Il piano criminoso, pure questa volta, ha lo stesso cliché: una persona dall’altra parte del filo si spaccia per un militare dell’Arma che deve compiere alcune verifiche per capire se gli oggetti di valore siano quelli sottratti da un’auto intestata a un familiare e usata per una rapina. Il bersaglio di questo tentativo di truffa, per fortuna andato a vuoto, è un’anziana residente in città che vive sola.
Il truffatore, però, ha fatto male i suoi calcoli perché al momento in cui, via telefono, chiedeva alla donna di preparare oro, gioielli e tutti gli oggetti di valore che aveva in casa, la signora ha ricevuto la visita di un parente. Il quale ha colto al volo i contorni della vicenda e la telefonata si è bruscamente interrotta.

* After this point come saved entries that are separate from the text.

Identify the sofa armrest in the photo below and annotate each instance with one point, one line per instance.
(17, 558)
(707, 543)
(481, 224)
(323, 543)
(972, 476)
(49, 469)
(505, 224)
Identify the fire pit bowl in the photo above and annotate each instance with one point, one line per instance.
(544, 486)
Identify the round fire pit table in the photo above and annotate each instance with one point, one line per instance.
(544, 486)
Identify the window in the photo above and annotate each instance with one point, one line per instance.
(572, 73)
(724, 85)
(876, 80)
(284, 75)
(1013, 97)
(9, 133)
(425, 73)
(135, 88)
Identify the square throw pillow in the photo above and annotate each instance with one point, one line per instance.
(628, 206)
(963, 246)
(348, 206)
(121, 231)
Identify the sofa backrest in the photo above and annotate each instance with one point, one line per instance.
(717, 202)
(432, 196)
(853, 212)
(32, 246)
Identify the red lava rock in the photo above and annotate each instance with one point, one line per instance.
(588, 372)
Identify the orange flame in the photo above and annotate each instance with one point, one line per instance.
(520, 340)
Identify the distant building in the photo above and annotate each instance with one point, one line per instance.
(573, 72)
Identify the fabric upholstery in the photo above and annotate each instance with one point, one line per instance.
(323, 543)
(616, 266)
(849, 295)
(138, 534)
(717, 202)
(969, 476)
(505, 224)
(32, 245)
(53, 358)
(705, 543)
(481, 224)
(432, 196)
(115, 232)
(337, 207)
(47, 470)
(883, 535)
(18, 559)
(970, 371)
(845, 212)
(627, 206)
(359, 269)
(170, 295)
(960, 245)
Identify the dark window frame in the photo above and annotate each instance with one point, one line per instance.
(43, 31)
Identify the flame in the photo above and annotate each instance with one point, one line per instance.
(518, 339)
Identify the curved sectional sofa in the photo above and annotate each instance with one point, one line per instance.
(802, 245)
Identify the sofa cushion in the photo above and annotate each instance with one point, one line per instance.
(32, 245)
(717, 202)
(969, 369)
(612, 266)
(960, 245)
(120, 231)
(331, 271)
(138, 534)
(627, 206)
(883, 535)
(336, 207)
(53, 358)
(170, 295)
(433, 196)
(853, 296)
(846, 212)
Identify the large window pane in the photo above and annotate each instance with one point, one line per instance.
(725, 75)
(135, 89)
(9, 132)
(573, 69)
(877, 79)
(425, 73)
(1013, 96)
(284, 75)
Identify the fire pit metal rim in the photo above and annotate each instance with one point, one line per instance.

Insomma, questa volta, come si dice, tutto è bene quel che finisce bene anche per una serie di circostanze favorevoli. La signora e i suoi familiari, una volta smaltito il comprensibile spavento, hanno quindi avvisato i carabinieri, quelli veri, che hanno perso nota e avviato gli accertamenti di rito.
I CONSIGLI
Dalla caserma di piazza Salvo D’Acquisto le raccomandazioni sono sempre quelle e cioè di non dare soldi a nessuno, di non aprire la porta prima di aver compiuto le opportune verifiche e soprattutto di avvisare immediatamente le forze dell’ordine anche se ogni giorno la mente perversa dei truffatori escogita nuovi sistemi per arrivare ai propri scopi.
Purtroppo anche nel Tradatese le segnalazioni di truffe hanno ripreso a salire dopo un periodo di relativa calma. Ragion per cui bisogna stare all’erta mentre le istituzioni devono fare la loro parte con un’informazione sempre più puntuale e precisa rivolta in modo particolare alla persone che vivono sole.